Ces notions n’en imposent donc aucunement aux méchans ; quand par hazard elles agissent sur eux ce n’est que pour redoubler la méchanceté de leur caractère naturel, la justifier à leurs propres yeux, lui fournir des prétextes pour l’exercer sans crainte & sans scrupule. En effet l’expérience d’un grand nombre de siècles nous montre à quels excès la méchanceté & les passions des hommes se sont portées quand elles ont été autorisées ou déchaînées par la religion, ou du moins quand elles ont pu se couvrir de son manteau.

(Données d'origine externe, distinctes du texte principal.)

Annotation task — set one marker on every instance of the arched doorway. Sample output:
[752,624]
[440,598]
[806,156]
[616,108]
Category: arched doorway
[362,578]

Les hommes n’ont jamais été plus ambitieux, plus avides, plus fourbes, plus cruels, plus séditieux que quand ils se sont persuadés que la religion leur permettoit, ou leur ordonnoit de l’être ; cette religion ne faisoit pour lors que donner une force invincible à leurs passions naturelles, qu’ils pûrent sous ses auspices sacrés exercer impunément & sans aucun remords. Bien plus, les plus grands scélérats, en donnant un libre cours aux penchans détestables de leur méchant naturel, crurent mériter le ciel, dans la cause duquel ils se montroient zélés, & s’exempter par des forfaits des châtimens d’un dieu dont ils pensoient avoir mérité le courroux.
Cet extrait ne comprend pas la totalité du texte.